Powered by Zoomin Software. For more details please contactZoomin

Semaphore Classification and Language Service (CLS)

Using “Bulk Classification” (classify.py/classify.exe)

Using “Bulk Classification” (classify.py/classify.exe)

  • Last Updated: May 13, 2026
  • 4 minute read
    • Semaphore
    • Documentation

Note: From 5.0 on the Classification & Language Service Client (CLS-Client) is the recommended tool for doing bulk classification tests. This is available in your downloads area of this portal. Documentation for its use can be found here.

Python scripts to classify documents are included in the standard Classification Server distribution (in the “utils” folder under the installation directory). A compiled version for windows can be obtained from (Windows - download and unzip). These scripts allow multiple files to be classified using Classification Server. The Python source that can be executed in the “example_scripts” sub-folder (of course requiring that Python be installed to be able to use). This command has the following syntax if using Python (on Linux):

python classify.py [options] [files(s) to classify]

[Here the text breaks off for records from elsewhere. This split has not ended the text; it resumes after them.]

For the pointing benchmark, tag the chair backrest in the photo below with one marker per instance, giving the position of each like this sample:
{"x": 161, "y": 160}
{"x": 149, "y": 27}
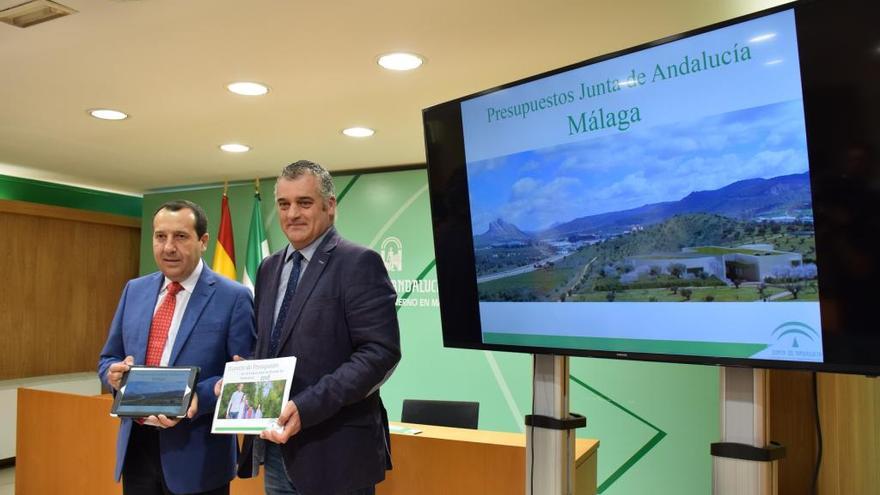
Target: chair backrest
{"x": 457, "y": 414}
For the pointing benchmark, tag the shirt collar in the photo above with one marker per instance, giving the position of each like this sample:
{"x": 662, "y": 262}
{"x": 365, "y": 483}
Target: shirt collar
{"x": 190, "y": 283}
{"x": 308, "y": 251}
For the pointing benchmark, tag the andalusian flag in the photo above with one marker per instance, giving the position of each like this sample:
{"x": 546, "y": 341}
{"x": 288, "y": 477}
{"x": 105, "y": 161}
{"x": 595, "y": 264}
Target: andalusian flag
{"x": 258, "y": 246}
{"x": 224, "y": 252}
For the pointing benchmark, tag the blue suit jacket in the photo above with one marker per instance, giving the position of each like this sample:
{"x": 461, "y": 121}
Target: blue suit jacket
{"x": 342, "y": 328}
{"x": 217, "y": 324}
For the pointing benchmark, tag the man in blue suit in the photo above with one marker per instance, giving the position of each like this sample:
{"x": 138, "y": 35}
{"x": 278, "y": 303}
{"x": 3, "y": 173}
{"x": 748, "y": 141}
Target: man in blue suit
{"x": 182, "y": 315}
{"x": 329, "y": 303}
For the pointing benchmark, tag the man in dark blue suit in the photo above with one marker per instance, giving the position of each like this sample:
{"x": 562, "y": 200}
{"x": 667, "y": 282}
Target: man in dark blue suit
{"x": 182, "y": 315}
{"x": 329, "y": 303}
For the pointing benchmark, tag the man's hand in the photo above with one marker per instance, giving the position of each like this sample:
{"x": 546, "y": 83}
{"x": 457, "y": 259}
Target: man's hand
{"x": 218, "y": 387}
{"x": 116, "y": 370}
{"x": 162, "y": 421}
{"x": 289, "y": 419}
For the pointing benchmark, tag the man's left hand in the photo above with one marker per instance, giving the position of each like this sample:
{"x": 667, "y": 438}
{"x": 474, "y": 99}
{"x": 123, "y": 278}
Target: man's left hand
{"x": 162, "y": 421}
{"x": 289, "y": 419}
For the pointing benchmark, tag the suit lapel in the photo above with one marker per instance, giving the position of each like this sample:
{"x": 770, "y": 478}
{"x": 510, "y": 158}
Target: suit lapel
{"x": 307, "y": 283}
{"x": 197, "y": 301}
{"x": 144, "y": 316}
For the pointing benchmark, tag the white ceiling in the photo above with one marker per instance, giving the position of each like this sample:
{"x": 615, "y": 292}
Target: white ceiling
{"x": 167, "y": 62}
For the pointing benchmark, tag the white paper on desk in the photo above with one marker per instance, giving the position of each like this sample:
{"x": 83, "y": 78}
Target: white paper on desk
{"x": 254, "y": 391}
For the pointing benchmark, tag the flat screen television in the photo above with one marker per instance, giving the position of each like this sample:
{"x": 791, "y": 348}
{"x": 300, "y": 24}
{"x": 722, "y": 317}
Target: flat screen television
{"x": 712, "y": 197}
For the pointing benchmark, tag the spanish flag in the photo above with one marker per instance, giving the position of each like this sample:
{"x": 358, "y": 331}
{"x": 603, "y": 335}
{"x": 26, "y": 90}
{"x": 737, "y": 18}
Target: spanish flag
{"x": 224, "y": 252}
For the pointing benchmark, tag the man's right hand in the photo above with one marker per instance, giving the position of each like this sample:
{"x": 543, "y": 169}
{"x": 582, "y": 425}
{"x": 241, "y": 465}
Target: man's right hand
{"x": 116, "y": 370}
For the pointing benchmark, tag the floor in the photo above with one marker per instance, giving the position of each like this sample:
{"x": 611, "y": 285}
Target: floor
{"x": 7, "y": 481}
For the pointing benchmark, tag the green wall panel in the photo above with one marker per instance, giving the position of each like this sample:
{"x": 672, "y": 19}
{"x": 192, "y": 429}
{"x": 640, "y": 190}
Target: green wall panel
{"x": 655, "y": 421}
{"x": 49, "y": 193}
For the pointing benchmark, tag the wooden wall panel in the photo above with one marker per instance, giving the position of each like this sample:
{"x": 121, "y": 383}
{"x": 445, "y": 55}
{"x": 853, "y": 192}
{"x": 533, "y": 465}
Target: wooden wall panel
{"x": 61, "y": 280}
{"x": 850, "y": 413}
{"x": 792, "y": 423}
{"x": 849, "y": 408}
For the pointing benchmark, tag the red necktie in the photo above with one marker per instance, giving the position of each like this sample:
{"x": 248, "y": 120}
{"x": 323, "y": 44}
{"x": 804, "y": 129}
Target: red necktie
{"x": 161, "y": 324}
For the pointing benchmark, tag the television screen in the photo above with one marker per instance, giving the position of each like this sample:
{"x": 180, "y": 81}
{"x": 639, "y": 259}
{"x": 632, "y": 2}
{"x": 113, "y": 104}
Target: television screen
{"x": 674, "y": 202}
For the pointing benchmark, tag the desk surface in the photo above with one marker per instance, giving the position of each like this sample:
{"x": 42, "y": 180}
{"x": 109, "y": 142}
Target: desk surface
{"x": 78, "y": 447}
{"x": 584, "y": 447}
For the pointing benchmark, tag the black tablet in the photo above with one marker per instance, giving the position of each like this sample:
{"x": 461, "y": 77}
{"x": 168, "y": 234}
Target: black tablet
{"x": 148, "y": 390}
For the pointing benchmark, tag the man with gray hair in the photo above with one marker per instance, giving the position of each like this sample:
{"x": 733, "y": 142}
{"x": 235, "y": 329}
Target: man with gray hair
{"x": 329, "y": 303}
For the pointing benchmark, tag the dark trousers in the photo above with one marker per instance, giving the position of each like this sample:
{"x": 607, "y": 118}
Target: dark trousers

Or (if using the Windows executable):

classify.exe [options] [files(s) to classify]

Notes:

  • Files may include wildcards (eg *.*) which will classify matching files
  • ~file means exclude particular file or pattern (eg *.* ~*.pdf classifies all files except pdf files)
  • @file means classify the files specified in the file (same as –filelist)
  • ~@file means exclude the files specified within the file (same as –exclude)
  • See “python classify.py –help” for a full list of command-line options (or see "classify.py/classify.exe" full command reference).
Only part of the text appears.